Comparative evaluation of some of the tests currently used in developing countries can be found in the references below.
1. Lilian RR et al. J Clin Virol. 2010 Mar 6. [Epub ahead of print].
2. Lyamuya EF et al. BMC Infect Dis. 2009;9:19.
3. Dessie A et al. Ethiop Med J. 2008;46:1-5.
4. Syed Iqbal H et al. J Clin Lab Anal. 2008;22:178-185.
5. Iqbal HS et al. Clin Diagn Lab Immunol. 2005;12:1425-1428.
6. Doyle NM et al. Am J Obstet Gynecol. 2005;193(3 Pt 2):1280-1285.

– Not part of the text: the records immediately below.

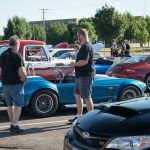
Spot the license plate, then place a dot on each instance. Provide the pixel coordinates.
(75, 148)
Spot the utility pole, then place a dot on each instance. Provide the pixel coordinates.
(43, 14)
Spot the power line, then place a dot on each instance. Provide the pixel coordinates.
(43, 15)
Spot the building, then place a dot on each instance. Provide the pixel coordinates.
(48, 22)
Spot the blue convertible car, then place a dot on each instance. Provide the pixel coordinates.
(43, 98)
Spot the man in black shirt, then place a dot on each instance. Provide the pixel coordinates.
(84, 73)
(13, 75)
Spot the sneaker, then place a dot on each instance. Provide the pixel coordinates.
(73, 119)
(16, 129)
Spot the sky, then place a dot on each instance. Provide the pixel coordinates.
(31, 10)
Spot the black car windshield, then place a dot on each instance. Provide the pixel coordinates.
(3, 48)
(137, 59)
(68, 55)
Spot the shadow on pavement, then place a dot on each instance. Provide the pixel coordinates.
(7, 133)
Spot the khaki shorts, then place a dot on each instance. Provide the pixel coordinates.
(83, 86)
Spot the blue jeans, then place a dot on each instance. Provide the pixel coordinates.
(14, 95)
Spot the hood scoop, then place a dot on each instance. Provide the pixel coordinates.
(121, 111)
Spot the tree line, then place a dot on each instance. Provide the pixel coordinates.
(106, 25)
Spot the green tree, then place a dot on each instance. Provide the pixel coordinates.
(1, 37)
(147, 19)
(17, 26)
(56, 33)
(109, 23)
(131, 27)
(72, 32)
(142, 33)
(89, 25)
(38, 33)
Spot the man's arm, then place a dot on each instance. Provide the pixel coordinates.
(23, 73)
(80, 63)
(0, 73)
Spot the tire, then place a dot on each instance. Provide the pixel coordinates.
(43, 104)
(129, 92)
(147, 82)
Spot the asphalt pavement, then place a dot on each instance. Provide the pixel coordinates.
(40, 133)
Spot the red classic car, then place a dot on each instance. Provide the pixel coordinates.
(35, 53)
(134, 68)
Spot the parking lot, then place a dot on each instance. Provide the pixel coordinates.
(40, 133)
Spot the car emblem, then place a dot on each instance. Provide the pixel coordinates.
(85, 135)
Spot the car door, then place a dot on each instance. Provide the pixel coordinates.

7. Pinkerton SD et al. AIDS Care. 2009;21:1157-1162.
Dr. Wohl’s Response:
Varicella zoster is not uncommon among HIV-infected individuals. When seen, it should trigger consideration of HIV testing in patients of unknown HIV status. For those with diagnosed HIV infection who develop shingles, early treatment with acyclovir or similar drugs can be beneficial in reducing the duration of lesions and may also lessen the risk of post-herpetic neuralgia. When zoster develops early in the course of HIV therapy, it may be a consequence of antiretrovirals being administered a bit too late to improve immune function and forestall the reactivation of latent VZV. Alternatively, zoster soon after HIV therapy initiation may be an immune reconstitution phenomenon. A study in Spain of 316 patients starting antiretroviral therapy found that 8% developed zoster within 4 months, and the risk appeared to be linked most closely to the rise in CD8+ cells during therapy [Domingo P. Am J Med.